Die Gruppe der 65-jährigen und älteren Menschen ist auf fast drei Millionen angestiegen. Immer mehr dieser besonders gefährdeten Menschen leben in urbanen Zentren, in denen Hitzewellen zu besonders hohem Hitzestress führen. Zusätzlich haben Jahre nur schwachen Wirtschaftswachstums die finanzielle Situation vieler älterer Menschen angespannt. Die Wohnqualität ist leicht gesunken, Hitzetage sind für eine breitere Gruppe dadurch gesundheitlich noch belastender. Gleichzeitig hat sich auch aufgrund angespannter staatlicher Haushaltsbudgets durch schwaches Wirtschaftswachstum und der größeren Zahl der älteren Personen die medizinische Versorgung für den Einzelnen verschlechtert.

Während in einem durchschnittlichen Sommer vor allem ältere Personen betroffen sind, steigt angesichts der neuen Temperaturrekorde eines besonders heißen Jahres das Risiko auch für andere vulnerable Gruppen deutlich an. Hitzestress ist auch für Kleinkinder, chronisch Kranke oder Personen nach einem Krankenhausaufenthalt eine gefährliche Zusatzbelastung.
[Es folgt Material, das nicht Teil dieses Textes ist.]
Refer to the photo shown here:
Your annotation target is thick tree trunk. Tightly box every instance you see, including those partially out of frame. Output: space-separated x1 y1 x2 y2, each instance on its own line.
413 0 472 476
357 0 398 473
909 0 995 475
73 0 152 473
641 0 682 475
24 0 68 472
Dadurch sind die Todeszahlen gestiegen. Es werden etwa 6000 Todesfälle von älteren Personen sowie chronisch Kranken verzeichnet. Aber es geht nicht nur um Todesfälle. Der gestiegene Hitzestress macht das Leben für alle anstrengender. Schüler und Lehrer verlangen nach Hitzeferien, weil die Konzentrationsfähigkeit bei Hitze stark abnimmt. Andere Berufsgruppen mit hohen Arbeitsplatztemperaturen schließen sich dieser Forderung an. Vorbelastete Personen aller Altersgruppen mit schlechtem Gesundheitszustand leiden besonders. Die Lebensqualität aller ist bei anhaltender Hitze deutlich gesunken. Zudem kämpfen sowohl der Rettungsdienst als auch die Spitäler an Hitzetagen mit extremen Spitzenbelastungen. Die Versorgungsqualität kann dabei nicht durchgehend gewährleistet werden.

Mögliche Auswege

Die Hitzetage werden jedenfalls deutlich zunehmen. Die Zunahme führt bereits bei einer Trendfortschreibung zu hohen Opferzahlen. Je stärker sich die extremen Hitzetage entwickeln, umso wahrscheinlicher sind neue (auch unerwartete) Auswirkungen und Phänomene.
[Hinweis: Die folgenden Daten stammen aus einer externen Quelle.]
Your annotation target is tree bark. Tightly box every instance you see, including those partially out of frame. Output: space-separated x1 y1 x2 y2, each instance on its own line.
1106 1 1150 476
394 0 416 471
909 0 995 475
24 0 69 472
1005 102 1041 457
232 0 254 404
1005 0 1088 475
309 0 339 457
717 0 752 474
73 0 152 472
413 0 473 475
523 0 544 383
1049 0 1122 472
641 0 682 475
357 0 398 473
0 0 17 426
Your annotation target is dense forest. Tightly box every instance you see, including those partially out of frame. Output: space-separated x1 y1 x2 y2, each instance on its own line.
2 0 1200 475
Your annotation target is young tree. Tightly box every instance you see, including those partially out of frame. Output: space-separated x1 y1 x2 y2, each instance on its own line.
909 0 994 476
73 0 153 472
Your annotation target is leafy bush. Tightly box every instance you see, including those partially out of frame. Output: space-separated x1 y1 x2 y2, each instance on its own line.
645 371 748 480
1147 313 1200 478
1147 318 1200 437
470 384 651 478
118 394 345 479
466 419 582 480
Ob die Hitzetage des Sommers 2048 noch belastender werden, hängt neben Veränderungen des Klimas und der sozioökonomischen Situation davon ab, ob gezielte Anpassungsmaßnahmen getroffen werden. Beispielsweise, ob für vulnerable Gruppen in besonders anfälligen Wohn- oder Arbeitssituationen Vorkehrungen getroffen werden.

Adäquate Maßnahmen dafür sind die Entschärfung von Wärmeinseln durch mehr Grünraum in dicht bebauten Gebieten, verbesserte Durchlüftung und Beschattung von leicht überhitzenden Wohnräumen und eine zielgruppennahe Information vor dem Auftreten von Hitzewellen. Das Risiko, durch Hitze zu erkranken oder zu sterben, ist in den nächsten Jahren durch vorkehrende Anpassung durchaus gestaltbar. Entschiedener Klimaschutz könnte das Risiko großer Hitzewellen (und anderer vielfältiger Folgen) deutlich verringern.

Zur Person

Karl W. Steininger ist Professor am Institut für Volkswirtschaftslehre und Koordinator der Klimaökonomie am Wegener Center für Klima und Globalen Wandel der Universität Graz. Zudem ist er Vorsitzender des Ausschusses für Umwelt und Ressourcenökonomik der German Economic Association sowie Mitherausgeber des Österreichischen Sachstandsberichts Klimawandel.
Willi Haas ist wissenschaftlicher Mitarbeiter am Institut für Soziale Ökologie des IFF der Universität Klagenfurt.

Web: http://coin.ccca.at
http://www.apcc.ac.at

("Die Presse", Print-Ausgabe, 27.06.2015)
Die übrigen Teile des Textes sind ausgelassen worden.